Our guests eventually left and Brandon and I went to finish cleaning the kitchen. But it was almost completely clean. The dishwasher had to be started and a few (washed!) dishes had to be put away, but that was it. I stood in the middle of the kitchen for a few minutes and marveled that the kitchen had been entirely cleaned without any input from me. Then I stood for a few minutes and marveled for a few minutes more.
A month ago it snowed. I enjoy looking at snow and I even enjoy sledding in snow, but I really, really hate putting children in snow clothes. It seems to take at least an hour and by the end I'm hot, irritable, and exhausted. Then someone has to go to the bathroom and I have to do it all over again. Whenever people tell me that cold places aren't that bad as long as you have enough appropriate clothing, I look at them and ask how many children they have to put those all of those weather-appropriate layers on.
That afternoon I was busy paying the bills and didn't notice when the children went outside to play in the snow. After awhile I realized that the house was very quiet and looked out in the yard. I counted heads and found six children playing nicely in the snow, all wearing snow pants, coats, mittens, boots, and hats (except for William who was just wearing his snowsuit).
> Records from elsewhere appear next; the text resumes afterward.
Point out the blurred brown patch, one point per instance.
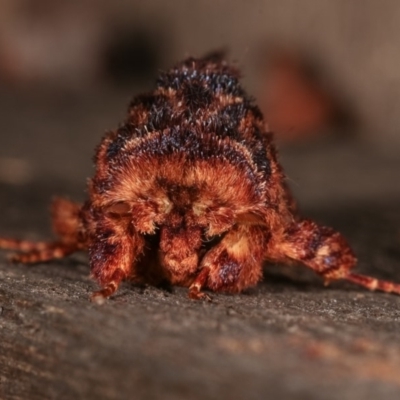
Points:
(296, 98)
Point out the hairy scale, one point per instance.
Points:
(188, 191)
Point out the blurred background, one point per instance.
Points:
(325, 73)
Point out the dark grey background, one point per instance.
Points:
(288, 338)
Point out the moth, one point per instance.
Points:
(188, 191)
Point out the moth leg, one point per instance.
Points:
(326, 252)
(113, 250)
(41, 252)
(234, 264)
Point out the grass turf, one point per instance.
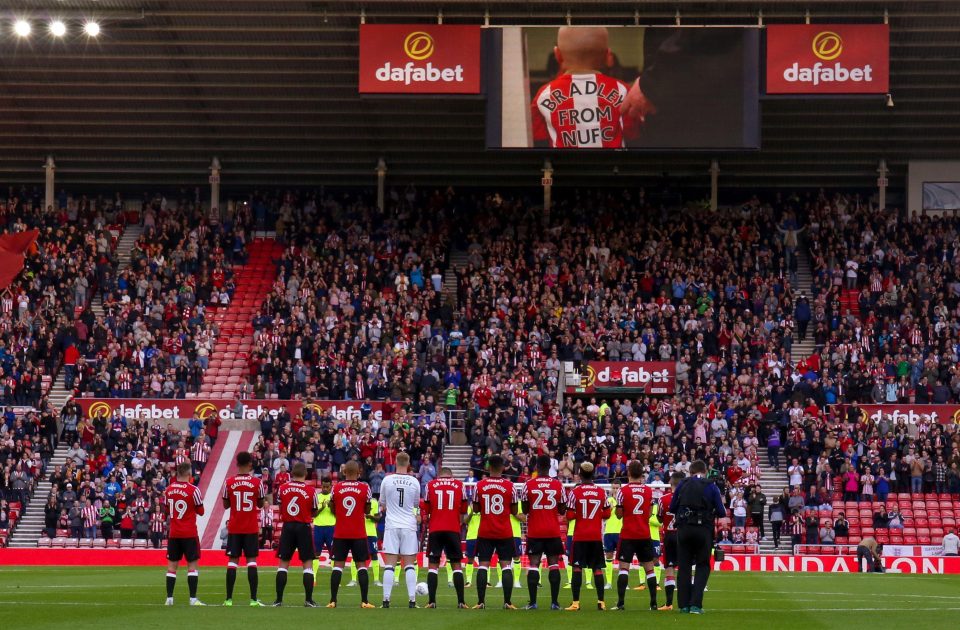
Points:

I stuck my head out the window, took a picture to commemorate the event, and went back to paying bills. But also I did a happy dance and felt true joy that comes from not having to put on a single mitten and having no children in the house.
I have now reached the amazing stage of parenting where I have Truly Useful Children. I don't have a Truly Useful Child, I have Truly Useful Children. Kathleen is eleven and a half, Sophia is almost ten, and Edwin is eight, which means I have three children that can follow instructions, read lists, go to the store for me, cook breakfast, clean the kitchen, clean up the house, change beds, get and clean up their own lunch, entertain themselves, entertain their siblings, pay household help, let in workmen, fold and put away laundry, change laundry, change diapers, wash out dirty diapers, bathe themselves, bathe siblings, and do their school work. And the best part about this is that I will always have at least three children who are able do these things. I will never go back to having all small children ever again.
Having all small children is a very exhausting job. You are the only one who is capable of doing anything useful and everyone else in the house is actively working to break down any order you attempt to create. Nobody is capable of rational thought and everyone wants you to interact with them all the time and make all the fun. I remember counting down the hours until Brandon would come home and I could talk to another adult and have four sets of hands to stem the tide of chaos. Our children went to bed very early in those days.
But now I have helpers to deploy against the chaos and the siblings that create it. I don't have to do everything myself because I can have Kathleen set the table while Edwin bathes William while Sophia dresses Eleanor and I cook dinner. It's amazing. It's a whole new, sane way of living. It was almost worth going through the years of craziness to get to the beginning of the era of sanity.
So, to those of who are stuck in the crazy years and don't feel like they will ever end, I'm here to tell you that one day they will. And life will be better. Just hold on. It will be worth it, I promise.